The information on AMF associated to palms is limited. The southeastern US palm S. repens were mainly associated with Glomus, and Gigaspora (Fisher and Jayachandran, 1999). Similarly, P. dactylifera was associated with Glomus, Acaulospora and Scutellospora (Bouamri et al., 2 006). We found that B. gasipaes varied both temporal and s patially i n p ercentage o f c olonization and spore density in the soil. Similarly, in Brazil, Silva-Junior and Cardoso (2006) studied the mycorrhizal colonization in B. gasipaes under different cultural conditions (agro-forestry and monoculture). They found 43.95% mycorrhizal colonization in Peach palm during the dry season and 13.54% during the wet season and the spore number was 27 - 48 spores/50 cm3 of soil. In Tsáchilas province, Ecuador, the mycorrhizal infection was up to 87% (Enríquez et al., 2008). The nutrition with nitrogen increased the percentage of mycorrhization up to 70% in Brazil (Bovi et al., 1998).

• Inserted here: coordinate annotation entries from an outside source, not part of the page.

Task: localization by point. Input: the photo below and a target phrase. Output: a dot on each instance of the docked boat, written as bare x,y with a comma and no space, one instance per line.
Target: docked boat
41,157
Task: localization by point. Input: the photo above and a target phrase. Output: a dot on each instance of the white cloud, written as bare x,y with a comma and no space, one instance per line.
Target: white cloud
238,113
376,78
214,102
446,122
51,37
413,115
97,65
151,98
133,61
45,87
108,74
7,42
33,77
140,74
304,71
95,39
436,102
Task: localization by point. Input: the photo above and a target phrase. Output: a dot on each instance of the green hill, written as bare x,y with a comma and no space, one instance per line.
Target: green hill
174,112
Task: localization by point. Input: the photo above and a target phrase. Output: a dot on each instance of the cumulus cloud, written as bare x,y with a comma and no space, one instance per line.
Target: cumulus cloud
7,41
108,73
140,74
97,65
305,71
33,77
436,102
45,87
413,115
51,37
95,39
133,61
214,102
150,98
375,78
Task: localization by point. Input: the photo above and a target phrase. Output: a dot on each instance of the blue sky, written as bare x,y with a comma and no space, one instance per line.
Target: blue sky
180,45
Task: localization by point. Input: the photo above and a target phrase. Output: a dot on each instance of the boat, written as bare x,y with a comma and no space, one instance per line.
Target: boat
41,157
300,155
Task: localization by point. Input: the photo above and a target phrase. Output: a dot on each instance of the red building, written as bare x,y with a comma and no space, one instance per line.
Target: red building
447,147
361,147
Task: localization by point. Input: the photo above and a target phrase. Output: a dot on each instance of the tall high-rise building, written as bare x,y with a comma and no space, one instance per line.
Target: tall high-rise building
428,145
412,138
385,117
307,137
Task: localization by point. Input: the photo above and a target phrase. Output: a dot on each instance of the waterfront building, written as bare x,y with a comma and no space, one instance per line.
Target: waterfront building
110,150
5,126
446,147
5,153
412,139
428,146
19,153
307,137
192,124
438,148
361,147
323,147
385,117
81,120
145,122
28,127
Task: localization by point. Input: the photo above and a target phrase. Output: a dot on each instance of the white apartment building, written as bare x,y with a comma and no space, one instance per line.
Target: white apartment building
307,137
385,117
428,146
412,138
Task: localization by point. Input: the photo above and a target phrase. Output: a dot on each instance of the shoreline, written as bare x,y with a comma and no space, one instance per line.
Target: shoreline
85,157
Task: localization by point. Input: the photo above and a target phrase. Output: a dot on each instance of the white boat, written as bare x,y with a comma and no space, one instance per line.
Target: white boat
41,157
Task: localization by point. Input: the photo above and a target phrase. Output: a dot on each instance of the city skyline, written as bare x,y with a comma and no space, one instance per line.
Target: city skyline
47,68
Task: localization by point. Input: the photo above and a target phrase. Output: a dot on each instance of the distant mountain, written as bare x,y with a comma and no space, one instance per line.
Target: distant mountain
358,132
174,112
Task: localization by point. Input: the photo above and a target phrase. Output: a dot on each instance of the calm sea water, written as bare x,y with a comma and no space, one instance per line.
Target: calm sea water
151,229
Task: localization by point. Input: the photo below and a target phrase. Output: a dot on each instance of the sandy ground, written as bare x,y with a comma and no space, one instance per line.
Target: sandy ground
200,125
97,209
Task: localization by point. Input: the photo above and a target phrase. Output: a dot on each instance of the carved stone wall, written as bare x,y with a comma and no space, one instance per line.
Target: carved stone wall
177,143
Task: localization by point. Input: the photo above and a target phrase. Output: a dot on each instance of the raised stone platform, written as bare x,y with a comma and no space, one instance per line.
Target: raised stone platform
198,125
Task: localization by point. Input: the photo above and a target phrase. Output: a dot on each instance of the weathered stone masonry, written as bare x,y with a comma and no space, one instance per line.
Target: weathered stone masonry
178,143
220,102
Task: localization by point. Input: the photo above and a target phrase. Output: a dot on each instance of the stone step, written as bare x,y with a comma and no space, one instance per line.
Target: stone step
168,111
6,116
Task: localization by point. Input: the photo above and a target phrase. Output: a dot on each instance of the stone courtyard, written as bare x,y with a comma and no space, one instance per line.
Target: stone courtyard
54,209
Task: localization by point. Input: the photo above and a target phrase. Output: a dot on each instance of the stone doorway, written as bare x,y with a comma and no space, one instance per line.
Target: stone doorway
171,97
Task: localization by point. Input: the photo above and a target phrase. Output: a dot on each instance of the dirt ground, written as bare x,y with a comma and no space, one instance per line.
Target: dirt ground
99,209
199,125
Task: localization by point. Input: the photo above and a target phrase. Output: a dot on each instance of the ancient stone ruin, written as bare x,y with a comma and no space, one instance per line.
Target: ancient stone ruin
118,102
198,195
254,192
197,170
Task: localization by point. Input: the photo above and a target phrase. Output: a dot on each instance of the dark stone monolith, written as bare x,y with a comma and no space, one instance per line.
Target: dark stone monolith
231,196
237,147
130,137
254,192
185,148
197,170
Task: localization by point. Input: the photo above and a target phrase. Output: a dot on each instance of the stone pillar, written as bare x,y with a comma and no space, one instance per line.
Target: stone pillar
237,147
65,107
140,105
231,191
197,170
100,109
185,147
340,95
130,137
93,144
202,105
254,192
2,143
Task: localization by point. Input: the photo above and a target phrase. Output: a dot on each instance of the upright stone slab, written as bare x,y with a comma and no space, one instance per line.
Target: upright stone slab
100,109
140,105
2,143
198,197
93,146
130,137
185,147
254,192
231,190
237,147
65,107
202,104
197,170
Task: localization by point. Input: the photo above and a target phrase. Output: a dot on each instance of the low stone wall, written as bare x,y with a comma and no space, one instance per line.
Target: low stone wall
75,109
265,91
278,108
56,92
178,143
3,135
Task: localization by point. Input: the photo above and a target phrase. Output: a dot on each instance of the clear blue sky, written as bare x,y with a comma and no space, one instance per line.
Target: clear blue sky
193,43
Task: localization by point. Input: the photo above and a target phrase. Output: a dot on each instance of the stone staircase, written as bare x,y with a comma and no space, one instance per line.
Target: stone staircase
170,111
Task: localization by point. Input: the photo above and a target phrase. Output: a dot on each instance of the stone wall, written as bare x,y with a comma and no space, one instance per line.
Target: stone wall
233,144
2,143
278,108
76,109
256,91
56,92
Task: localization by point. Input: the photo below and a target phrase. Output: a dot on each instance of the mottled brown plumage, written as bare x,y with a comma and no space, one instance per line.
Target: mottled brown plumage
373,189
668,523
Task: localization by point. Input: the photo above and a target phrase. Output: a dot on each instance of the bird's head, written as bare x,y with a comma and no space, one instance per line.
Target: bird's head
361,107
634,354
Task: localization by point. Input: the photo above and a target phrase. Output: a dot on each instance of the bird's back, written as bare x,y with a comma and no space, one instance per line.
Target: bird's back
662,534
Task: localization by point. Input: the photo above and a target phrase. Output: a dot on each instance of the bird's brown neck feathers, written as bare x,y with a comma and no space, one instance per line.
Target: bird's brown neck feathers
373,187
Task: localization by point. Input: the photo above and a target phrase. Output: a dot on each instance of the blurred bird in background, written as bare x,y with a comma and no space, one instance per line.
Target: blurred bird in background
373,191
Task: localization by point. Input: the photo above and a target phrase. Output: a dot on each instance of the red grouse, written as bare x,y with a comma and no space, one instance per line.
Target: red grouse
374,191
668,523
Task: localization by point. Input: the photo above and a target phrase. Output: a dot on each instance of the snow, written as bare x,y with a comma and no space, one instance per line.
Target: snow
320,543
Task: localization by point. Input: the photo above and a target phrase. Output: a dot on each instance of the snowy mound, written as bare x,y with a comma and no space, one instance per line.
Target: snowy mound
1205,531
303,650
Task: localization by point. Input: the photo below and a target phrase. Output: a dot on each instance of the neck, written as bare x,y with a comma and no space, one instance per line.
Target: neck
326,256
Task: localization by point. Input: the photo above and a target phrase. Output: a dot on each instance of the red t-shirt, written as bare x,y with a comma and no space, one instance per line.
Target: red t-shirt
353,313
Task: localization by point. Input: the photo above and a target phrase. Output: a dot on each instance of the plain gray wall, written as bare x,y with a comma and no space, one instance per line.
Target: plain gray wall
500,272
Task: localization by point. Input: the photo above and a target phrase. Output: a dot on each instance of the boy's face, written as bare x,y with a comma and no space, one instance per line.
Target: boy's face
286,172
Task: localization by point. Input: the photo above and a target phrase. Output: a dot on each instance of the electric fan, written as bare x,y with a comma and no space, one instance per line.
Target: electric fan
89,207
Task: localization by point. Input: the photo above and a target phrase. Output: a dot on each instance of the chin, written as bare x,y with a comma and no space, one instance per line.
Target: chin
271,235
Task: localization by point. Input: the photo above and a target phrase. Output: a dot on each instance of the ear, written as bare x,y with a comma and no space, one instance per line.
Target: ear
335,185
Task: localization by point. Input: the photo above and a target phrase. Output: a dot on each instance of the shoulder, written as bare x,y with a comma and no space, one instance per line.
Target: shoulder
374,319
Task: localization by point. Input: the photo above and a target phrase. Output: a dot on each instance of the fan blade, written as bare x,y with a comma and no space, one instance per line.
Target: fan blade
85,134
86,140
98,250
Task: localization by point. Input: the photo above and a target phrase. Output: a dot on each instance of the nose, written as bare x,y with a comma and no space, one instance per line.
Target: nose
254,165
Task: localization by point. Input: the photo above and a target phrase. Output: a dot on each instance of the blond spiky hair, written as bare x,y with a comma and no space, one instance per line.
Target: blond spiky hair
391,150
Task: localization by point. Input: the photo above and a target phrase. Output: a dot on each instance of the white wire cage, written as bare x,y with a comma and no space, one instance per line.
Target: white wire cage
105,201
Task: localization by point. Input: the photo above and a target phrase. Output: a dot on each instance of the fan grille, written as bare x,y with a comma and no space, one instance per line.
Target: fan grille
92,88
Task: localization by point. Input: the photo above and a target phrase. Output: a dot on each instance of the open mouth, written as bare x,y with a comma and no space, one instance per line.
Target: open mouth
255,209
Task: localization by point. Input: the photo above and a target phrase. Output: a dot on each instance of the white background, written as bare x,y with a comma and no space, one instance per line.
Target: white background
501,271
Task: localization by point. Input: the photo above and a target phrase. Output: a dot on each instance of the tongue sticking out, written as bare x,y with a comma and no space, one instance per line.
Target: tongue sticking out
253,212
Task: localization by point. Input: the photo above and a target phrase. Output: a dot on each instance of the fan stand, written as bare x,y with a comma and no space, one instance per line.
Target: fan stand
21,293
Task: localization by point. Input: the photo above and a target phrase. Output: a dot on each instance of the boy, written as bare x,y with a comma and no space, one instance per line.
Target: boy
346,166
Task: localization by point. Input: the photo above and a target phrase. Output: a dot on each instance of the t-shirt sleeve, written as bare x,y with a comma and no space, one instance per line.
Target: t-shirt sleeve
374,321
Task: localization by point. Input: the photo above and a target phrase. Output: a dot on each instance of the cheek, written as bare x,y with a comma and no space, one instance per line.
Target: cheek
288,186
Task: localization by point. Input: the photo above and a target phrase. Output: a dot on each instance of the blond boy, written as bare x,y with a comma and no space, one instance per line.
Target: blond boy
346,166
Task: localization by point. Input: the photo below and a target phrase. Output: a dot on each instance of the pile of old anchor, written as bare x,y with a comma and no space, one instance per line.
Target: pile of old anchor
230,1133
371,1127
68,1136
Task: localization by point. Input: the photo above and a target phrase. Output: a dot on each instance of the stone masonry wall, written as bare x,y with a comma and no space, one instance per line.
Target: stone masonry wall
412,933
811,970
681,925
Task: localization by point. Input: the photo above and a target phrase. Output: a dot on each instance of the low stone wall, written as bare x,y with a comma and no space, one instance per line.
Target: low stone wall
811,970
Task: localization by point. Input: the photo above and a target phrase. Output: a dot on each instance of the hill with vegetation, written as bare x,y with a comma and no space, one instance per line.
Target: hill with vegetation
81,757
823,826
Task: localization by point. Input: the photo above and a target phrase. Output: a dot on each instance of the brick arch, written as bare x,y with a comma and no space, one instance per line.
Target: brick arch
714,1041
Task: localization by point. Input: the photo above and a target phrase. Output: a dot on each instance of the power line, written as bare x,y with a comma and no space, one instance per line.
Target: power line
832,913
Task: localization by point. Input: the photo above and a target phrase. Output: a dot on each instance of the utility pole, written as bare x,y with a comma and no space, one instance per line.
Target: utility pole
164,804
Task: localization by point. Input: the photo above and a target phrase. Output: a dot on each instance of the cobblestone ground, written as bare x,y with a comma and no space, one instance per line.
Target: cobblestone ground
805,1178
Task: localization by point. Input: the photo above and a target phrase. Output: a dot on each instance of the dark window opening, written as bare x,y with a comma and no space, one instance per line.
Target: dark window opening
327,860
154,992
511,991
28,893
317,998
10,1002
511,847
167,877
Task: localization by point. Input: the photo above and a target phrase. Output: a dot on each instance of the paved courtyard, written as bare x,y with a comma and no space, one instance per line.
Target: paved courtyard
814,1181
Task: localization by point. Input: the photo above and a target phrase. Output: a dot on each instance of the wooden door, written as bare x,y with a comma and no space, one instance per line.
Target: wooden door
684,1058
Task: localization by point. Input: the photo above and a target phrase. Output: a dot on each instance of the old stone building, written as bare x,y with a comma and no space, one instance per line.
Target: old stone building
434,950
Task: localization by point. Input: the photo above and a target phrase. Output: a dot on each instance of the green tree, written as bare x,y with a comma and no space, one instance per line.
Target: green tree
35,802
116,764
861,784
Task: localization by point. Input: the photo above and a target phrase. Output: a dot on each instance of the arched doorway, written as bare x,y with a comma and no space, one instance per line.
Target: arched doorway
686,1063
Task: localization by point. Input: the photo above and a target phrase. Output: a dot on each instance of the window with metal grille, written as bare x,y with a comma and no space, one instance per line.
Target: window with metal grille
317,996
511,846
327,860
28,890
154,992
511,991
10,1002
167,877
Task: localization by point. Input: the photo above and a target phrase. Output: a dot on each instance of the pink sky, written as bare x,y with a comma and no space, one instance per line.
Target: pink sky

Here we reported a higher percentage of colonization and spore numbers than previous studies (Ballesteros et al., 2004, Cedeño and Isaacc, 2010), suggesting that mycorrhizal interactions in the studied sites are microbiologically healthy. Nevertheless, higher values of spore count have been reported for other palms. The elevated colonization percentage and the high number of spores as well as the low nutrient values recorded in the soil analysis confirms the high dependence of B. gasipaes for AMF to provide nutrition requirements. In the US native palm Serenoa repens the number of spores in 50 g of soil varied between 130 - 1100 (Fisher and Jayachandran, 1999). Similarly, Phoenix dactylifera in Morocco was highly colonized (72%) and had 238 to 1840 spores per 10 g of wet soil (Bouamri et al., 2006). The recognition of the importance of peach palm as local food for the native people and for their economic sustainability and the importance of mycorrhizal symbiosis for peach palm nutritional requirements justify the development of local technologies based on AMF in peach palm cultivation.


  • The main mycorrhizal fungi associate with Bactris gasipae is Glomus sp. We found site and time variation in both percentage of mycorrhizal infection and spore numbers in peach palm agroecosystem, but this variation was not correlated with rainfall.